Design and implementation of micro-machined cantilever structures for MEMS-based digital inverter and electron tunneling sensor

Abstract

Micro-cantilevers are one of the most fundamental building blocks of many applications in the field of MEMS sensors and actuators. They are extensively explored micro-structures and yet, the most interesting ones in terms of their analytical elegance and probable applications in various domains. In this work, a detailed account, starting from the theory of micro-cantilever beams to their applications, has been investigated. The dynamic/modal response of the cantilevers under different damping mechanisms and the effects of their dimensions and the surrounding atmosphere have been analytically and experimentally investigated for arrays of cantilevers of wide range of dimensions [1]. Static response of the cantilevers under electrostatic actuation mechanism has been analyzed based on the Euler- Bernoulli beam theory.

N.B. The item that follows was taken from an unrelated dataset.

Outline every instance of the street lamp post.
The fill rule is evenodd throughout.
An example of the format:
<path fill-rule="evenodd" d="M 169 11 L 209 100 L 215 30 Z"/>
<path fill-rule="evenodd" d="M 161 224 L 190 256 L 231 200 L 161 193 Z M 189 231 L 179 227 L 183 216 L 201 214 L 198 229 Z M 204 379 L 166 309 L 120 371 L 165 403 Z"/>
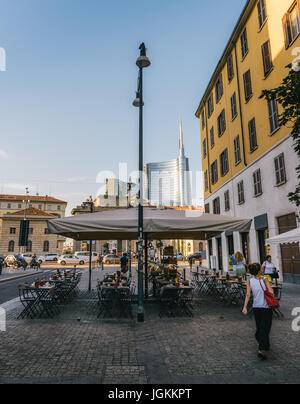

An integro-differential semi-numerical technique to solve the Euler-Bernoulli equation to find the static deflection of micro-cantilevers under electrostatic actuation has been presented [2]. An analytical technique to account for the effects of stiction forces on the static response of the beams has also been developed based on the above formulation [3]. For transient response analysis of the cantilevers, a distributed R-C ladder network model of the cantilever has been developed in which, by numerically co-solving Kirchhoff's current and voltage laws and the Euler-Bernoulli equation, the switching response of the cantilever has been thoroughly analyzed [4].